I provided sources to back up what I said. They, and I, don't agree with your dots so I don't see why I should have to do your work for you as well as my own. However, I'll break it down for you to make things easier.
The ONS report I quoted
above estimated immigration as adding 282,000 people to a population of 66.6 million. As a percentage that works out at 0.427% of the population. Given that some of this is controlled according to your following paragraph, how much impact do you think the school age fraction of this fraction has on the education system by itself?
In other words, where do you think the majority of babies born in Britain come from?
I am well aware that there has been plenty of CONTROLLED migration, that's the migration the government plans and provisions for because they control it. That has not impacted school places because places are created for that increase.
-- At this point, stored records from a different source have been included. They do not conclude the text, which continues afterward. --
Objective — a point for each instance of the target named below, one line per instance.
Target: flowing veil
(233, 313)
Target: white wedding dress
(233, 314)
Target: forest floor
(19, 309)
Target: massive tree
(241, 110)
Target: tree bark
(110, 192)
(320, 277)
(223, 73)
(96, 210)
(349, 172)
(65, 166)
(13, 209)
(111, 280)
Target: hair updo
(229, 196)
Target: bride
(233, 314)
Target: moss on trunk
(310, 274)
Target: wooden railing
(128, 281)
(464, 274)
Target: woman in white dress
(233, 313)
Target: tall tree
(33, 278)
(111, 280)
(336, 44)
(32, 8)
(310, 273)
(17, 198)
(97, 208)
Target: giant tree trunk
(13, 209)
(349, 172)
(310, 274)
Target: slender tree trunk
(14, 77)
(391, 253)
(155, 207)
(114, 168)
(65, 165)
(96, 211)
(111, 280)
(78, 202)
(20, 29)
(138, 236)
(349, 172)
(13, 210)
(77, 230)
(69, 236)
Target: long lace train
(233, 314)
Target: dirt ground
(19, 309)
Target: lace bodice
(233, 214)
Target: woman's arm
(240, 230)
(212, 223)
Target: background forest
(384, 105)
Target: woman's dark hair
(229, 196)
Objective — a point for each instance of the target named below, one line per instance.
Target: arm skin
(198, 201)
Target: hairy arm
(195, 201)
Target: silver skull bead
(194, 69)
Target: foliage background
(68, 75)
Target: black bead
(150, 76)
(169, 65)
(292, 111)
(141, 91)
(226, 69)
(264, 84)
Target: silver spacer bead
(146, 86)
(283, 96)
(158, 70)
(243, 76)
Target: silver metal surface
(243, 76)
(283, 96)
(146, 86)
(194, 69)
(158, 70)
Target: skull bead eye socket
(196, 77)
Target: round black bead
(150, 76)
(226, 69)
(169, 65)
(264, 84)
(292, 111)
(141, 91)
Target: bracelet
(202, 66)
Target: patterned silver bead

It's the UNCONTROLLED migration that has added that extra over capacity, that has in turn caused the percentage that now can't find places in schools. By the way, the number of children born to non UK born mothers was 28% in 2016 with Polish mothers being the biggest demographic, so questioning where all these children are coming from is ludicrous.
Don't suppose we'll get a source for this figure either, or any proof that one in four children born to non UK mums are the primary cause of overcrowding just because they're Polish. Or, most importantly, that those children outnumber other British born children to the extent that they're the primary cause of strain on the education system.
But if you absolutely need a source that says the word migration...
Any kind of source would be an improvement over the zero that you've provided thus far.
A
Mail article? Well, I guess it's a start... now you have to tie it into the EU, so you can blame it on remainers.
This only says EU in the headline, not in Priti Patel's words, and her claim is immediately rubbished by Migrants' Rights Networks in the article who presumably have done their own research and reached conflicting conclusions.
Given all this, why should anyone believe a word you say when you claim that:
Ironically the increase is school children is totally down to our membership of the EU and nothing else, something remainers love with a passion. Evidently they don't have children.
If something is evidently true it requires incontrovertible evidence, not just the word of some politician with a leaver's axe to grind. Is that too much to ask?